The hair and make-up team (Linda Dowds, Stephanie Ingram and Justin Raleigh) that has done such remarkable work on Jessica Chastain has also, judging from online images of the younger Jim Bakker, expertly replicated his hairstyle and flesh tone but Andrew Garfield still doesn’t seem right.  He’s fine in the early scenes:  properly impassioned in the pulpit at the bible college, appealing in his whirlwind courtship of Tammy.  After that, the performance goes wrong.  In a home-truths showdown (in which Jim brands his wife ‘a bottomless pit – and you keep asking for more, with what whining, grating Betty Boop voice’), Tammy tells her husband that ‘a woman needs a man’.  ‘I am a man!’ he insists, ‘No, you’re a boy,’ she retorts, and you see what she means.  Although Garfield’s now in his late thirties, his looks remain unarguably boyish.  He’s also much more handsome than the original.  Perhaps to compensate for that, he overplays Jim’s lily-livered nastiness, turning him into a creep who’s not even a very plausible TV performer.  As Rachel Grover, Cherry Jones is an impressively implacable presence, all the more powerful for being emotionally undemonstrative.  For most of the film, though, she’s too old for her part.

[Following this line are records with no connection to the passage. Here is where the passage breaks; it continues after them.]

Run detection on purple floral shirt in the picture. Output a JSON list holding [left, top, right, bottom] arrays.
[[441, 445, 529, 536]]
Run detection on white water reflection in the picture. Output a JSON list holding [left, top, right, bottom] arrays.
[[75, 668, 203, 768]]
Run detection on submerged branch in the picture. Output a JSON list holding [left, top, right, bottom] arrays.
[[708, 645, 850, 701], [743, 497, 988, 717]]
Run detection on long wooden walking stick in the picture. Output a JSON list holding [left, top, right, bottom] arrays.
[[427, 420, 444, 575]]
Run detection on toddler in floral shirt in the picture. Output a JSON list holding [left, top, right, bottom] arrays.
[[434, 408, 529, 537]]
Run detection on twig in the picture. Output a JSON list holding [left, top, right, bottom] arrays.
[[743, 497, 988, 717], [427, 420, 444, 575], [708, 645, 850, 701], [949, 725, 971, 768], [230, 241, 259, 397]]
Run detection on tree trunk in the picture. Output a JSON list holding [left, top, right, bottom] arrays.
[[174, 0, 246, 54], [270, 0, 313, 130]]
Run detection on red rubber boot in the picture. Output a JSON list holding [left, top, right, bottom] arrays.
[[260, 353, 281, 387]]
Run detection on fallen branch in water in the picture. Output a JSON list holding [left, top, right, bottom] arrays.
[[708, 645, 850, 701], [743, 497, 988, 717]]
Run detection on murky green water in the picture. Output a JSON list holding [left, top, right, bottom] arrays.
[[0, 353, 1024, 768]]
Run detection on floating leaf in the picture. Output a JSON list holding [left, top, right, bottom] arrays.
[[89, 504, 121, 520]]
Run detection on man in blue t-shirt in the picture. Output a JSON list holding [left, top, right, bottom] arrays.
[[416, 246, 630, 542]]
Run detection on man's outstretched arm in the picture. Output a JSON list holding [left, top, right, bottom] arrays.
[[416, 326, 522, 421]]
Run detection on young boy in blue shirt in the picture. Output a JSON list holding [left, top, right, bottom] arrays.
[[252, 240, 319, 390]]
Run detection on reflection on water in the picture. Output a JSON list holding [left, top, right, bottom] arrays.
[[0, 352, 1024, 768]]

The film ends in 1994[1] when, Tammy, after struggling to revive her television career, receives an out-of-the-blue phone call inviting her to perform at a Christian concert at Oral Roberts University in Tulsa, Oklahoma:  the woman on the other end of the line explains that, as a child, she was involved in one of the Bakkers’ shows, and has always remembered Tammy’s kindness.  After some hesitation, Tammy agrees to appear.  On the night, she delivers a tentative homily from the stage before launching into ‘The Battle Hymn of the Republic’.  It’s presumably her fantasy that, as the number builds, she sees a gospel choir performing with her, and the concert audience, hitherto unresponsive and looking almost embarrassed by her presence, transported by the song’s power and taking up the chorus.  Jessica Chastain, whenever she sings, is splendid but it’s even more unlikely that much of the film’s presumed audience will join in the rousing finale:  Michael Showalter is surely preaching to the converted in his unflattering depiction of the Christian right in American broadcasting.  Even so, this comeback climax is touching and entirely apt.  It plays out as the triumphant last scene of a musical biopic, where the star, after battling manifold adversity, finally wins through.  The Eyes of Tammy Faye gives the impression that its heroine may have been spiritually sincere as well as a material girl but it leaves you in no doubt that hers was chiefly a show business story.

10 February 2022

[1] According to Wikipedia, this was also the year in which Jim Bakker was released from prison.  He returned to the televangelism circuit in 2003 and seems to be still going strong today, despite hitting the headlines a couple of years ago when he (a) suffered a stroke and (b) tried selling colloidal silver supplements advertised as a surefire Covid remedy.